|Officials are investigating after a transplant recipient in Maryland died from a rabies-infected kidney. (Fotolia)
A Maryland transplant recipient died from a rabies-infected kidney that came from a donor in Florida who was not known to be carrying the virus, authorities said on Friday.
The U.S. Centers for Disease Control and Prevention said three other transplant patients who received organs from the same donor were under evaluation and receiving post-exposure treatment for rabies.
The transplant patient died in February of the viral infection, which attacks the central nervous system and brain, after receiving the kidney transplant more than a year ago.
CDC spokeswoman Barbara Reynolds said she did not know the precise date the Maryland transplant recipient died.
She said between one and three people a year in the United States die from rabies and called the death from a rabies-infected organ transplant extremely rare.
“We only know of one other time and that was in 2004,” Reynolds said.
In that incident, also involving an organ donor who was infected with rabies unknowingly, a total of three transplant recipients were killed by the virus, she said.
The CDC said laboratory testing of organ donors for rabies is not routinely performed because it is difficult to confirm results in the short period of time available to keep organs viable for use in transplants.
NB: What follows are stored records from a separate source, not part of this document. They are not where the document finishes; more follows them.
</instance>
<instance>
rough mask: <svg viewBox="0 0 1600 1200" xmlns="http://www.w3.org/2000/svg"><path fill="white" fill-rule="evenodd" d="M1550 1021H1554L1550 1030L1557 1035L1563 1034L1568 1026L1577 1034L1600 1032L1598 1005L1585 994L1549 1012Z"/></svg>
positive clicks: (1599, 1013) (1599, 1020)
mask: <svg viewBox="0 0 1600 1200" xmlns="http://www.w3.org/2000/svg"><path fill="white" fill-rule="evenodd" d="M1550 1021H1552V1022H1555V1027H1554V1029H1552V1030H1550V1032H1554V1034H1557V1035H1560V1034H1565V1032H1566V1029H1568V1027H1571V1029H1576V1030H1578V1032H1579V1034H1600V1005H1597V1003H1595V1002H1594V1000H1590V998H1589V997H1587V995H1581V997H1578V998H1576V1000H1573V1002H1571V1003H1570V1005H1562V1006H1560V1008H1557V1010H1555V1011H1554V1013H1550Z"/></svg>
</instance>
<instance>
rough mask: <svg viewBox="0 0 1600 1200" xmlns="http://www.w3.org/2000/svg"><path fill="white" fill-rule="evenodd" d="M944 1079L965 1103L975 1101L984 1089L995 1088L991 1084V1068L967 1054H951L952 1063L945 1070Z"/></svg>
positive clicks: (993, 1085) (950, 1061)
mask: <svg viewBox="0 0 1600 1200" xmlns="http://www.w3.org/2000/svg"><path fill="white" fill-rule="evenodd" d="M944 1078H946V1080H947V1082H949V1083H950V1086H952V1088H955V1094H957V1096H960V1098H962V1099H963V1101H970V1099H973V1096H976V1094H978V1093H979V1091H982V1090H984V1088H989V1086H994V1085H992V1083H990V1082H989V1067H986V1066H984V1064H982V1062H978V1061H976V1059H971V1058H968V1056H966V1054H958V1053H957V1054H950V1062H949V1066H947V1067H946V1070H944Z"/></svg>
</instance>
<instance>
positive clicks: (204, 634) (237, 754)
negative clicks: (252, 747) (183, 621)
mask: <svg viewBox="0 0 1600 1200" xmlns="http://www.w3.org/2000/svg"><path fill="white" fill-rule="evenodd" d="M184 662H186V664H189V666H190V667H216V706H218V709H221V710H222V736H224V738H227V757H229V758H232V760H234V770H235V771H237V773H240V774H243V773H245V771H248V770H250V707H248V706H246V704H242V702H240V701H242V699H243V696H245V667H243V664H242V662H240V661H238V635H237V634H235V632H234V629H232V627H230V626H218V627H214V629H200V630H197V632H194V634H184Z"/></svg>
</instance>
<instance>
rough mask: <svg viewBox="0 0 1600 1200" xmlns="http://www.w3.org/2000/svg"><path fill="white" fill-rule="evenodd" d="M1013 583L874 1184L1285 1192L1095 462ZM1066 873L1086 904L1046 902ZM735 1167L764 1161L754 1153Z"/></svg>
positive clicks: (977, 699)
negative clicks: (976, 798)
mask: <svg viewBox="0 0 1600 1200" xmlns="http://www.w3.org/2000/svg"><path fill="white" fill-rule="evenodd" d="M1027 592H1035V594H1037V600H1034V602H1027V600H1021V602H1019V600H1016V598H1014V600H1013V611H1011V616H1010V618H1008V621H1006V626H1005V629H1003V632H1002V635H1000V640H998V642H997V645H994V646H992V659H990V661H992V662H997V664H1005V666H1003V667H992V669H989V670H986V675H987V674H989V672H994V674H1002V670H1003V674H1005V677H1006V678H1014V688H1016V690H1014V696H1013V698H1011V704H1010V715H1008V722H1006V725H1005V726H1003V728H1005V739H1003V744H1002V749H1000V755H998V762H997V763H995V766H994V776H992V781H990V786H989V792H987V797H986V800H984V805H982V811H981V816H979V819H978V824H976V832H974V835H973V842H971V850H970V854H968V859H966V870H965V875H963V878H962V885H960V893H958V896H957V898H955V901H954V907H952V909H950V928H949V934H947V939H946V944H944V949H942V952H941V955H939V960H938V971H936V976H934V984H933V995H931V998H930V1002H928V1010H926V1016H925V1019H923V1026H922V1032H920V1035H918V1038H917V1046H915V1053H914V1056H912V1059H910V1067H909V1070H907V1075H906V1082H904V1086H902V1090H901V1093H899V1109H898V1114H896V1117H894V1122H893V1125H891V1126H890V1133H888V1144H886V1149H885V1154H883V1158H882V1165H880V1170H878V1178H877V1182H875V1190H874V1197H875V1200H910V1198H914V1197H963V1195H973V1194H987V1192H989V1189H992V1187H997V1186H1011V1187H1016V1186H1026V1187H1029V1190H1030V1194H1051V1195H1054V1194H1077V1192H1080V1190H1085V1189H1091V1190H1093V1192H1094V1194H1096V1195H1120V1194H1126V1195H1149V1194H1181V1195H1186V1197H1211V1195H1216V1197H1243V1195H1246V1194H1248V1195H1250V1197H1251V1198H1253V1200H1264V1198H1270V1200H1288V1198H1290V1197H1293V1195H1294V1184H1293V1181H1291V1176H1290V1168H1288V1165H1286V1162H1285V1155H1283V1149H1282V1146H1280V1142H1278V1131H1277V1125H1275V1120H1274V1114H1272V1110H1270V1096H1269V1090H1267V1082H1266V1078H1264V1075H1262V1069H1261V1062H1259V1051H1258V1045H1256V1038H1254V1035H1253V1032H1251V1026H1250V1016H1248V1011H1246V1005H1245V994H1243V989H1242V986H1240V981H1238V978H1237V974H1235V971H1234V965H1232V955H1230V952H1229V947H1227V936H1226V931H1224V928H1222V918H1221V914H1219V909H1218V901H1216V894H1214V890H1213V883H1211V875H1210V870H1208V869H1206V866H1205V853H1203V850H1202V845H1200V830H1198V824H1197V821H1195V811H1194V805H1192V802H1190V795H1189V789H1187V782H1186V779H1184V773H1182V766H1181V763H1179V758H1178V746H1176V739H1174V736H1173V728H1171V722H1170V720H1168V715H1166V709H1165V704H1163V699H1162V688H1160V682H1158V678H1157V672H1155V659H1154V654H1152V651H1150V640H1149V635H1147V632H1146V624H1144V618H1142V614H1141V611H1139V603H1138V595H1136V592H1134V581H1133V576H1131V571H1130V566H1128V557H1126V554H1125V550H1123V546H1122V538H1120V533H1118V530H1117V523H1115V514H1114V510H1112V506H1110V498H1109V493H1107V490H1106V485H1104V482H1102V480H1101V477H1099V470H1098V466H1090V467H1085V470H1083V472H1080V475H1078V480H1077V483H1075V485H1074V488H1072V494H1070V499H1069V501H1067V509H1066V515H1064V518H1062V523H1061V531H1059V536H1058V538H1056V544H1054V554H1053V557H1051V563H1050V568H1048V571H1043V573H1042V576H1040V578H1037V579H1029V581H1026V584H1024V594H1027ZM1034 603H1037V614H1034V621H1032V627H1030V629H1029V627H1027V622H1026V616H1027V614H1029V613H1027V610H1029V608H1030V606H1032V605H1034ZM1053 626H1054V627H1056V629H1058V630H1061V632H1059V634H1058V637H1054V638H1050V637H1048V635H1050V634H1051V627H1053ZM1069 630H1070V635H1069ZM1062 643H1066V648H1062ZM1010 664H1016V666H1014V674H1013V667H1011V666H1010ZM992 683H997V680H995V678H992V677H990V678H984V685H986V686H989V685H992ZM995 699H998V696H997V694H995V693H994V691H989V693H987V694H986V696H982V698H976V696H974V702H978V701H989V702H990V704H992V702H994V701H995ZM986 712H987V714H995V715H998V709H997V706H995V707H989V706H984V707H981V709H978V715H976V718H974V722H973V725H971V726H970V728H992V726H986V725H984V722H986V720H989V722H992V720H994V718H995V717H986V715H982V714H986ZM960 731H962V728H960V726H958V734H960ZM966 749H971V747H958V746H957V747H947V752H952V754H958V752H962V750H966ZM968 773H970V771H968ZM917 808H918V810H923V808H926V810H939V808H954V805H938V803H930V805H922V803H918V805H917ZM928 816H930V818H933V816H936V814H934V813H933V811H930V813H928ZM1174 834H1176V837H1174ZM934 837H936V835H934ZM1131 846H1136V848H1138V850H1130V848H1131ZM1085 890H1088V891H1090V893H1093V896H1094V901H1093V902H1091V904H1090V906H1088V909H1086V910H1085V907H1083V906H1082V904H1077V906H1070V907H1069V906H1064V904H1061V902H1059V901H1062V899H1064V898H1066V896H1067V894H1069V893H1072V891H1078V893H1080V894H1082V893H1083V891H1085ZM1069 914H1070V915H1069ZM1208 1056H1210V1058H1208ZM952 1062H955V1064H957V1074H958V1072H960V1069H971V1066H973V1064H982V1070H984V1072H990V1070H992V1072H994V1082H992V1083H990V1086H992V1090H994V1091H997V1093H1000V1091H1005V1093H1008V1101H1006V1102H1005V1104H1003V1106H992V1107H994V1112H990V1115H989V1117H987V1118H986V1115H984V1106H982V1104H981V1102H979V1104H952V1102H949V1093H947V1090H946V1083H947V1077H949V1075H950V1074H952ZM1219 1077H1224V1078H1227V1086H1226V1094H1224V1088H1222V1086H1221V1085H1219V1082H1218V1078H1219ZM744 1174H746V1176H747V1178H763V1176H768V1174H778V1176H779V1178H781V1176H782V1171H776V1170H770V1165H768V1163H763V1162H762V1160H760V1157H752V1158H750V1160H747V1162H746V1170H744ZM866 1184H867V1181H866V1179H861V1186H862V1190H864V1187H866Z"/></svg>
Reynolds said she did not know the cause of death of the Florida donor, who had recently moved from North Carolina. But she said laboratory analysis had shown that both the donor, and the recipient who died, were infected by the same type of rabies that can infect raccoons.
In the United States, bats are most frequently associated with transmitting rabies to humans. Apart from raccoons, skunks and foxes are among other commonly reported rabid animals.